The paper uses insurance claims from Truven MarketScan, which contains information from roughly one third of the US population.
- Of available data, only used 129k due to inclusion criteria
- Focuses on parents and children that were both "visible" for at least 6 years
- The more heritable, the less prevalent a disease is.
- Of 65 diseases that had previously published heritability estimates, 52 agreed with estimates within 95% CI interval.
- Verify common wisdom that early onset has higher heritability w/ correlation, and showed no correlation across all diases but showed links within smaller categories
- Focused on 29 diseases which are well represented in parents and children in data. Applied pairwise correlation assuming a 1% false discovery rate.
- Genetic correlations stronger than environmental correlations. For neuropsychiatric disease pairs, genetic and environmental correlations were equal.
- Confidence intervals for family-based estimates were much narrower than an earlier genome-wise association study, due to the large sample size of the dataset.
- Some common diseases (asthma, rhinitis, dermatitis) were surprisingly correlative genetically.
- Used ICD-9 taxonomy to compared against genetic and environmental correlations. Migranes is considered a digestive illness?
- Defining distance as 1 - correlation, we can sample distances from the posterior distribution of a disease. I'm assuming classification is nearest neighbors based on distances as probabilities.
- Considerations for bias: urban, more affluent, assortive mating, lack of ethnicity and race information.

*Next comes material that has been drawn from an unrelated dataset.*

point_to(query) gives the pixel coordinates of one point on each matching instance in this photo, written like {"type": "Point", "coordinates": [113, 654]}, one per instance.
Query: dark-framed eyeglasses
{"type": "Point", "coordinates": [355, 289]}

- Starts with linear model of y = X\beta + a + c + s + f + e
- Variance of y can be decomposed into different factors
- David's student took BCBS data and did a similar study about genetic and environment. Had race data
- Probability of getting disease if your parent had it?

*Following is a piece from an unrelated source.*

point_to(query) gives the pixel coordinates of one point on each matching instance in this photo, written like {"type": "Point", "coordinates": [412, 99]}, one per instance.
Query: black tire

- Diseases diagnosed after age of 30 would be missed.
- What are GCS and GC models? What methods in addition to straight correlation are done? Could be done?
- What does unique environment vs common-couple mean? Common couple probably means a couple that has a child, but what about unique environment?
- What kind of enviornmental data did they have?
- Why these spiral visualizations? Hard to compare y-values but does give long x-axis for bar chart.
- Still confused about classification by sampling stuff?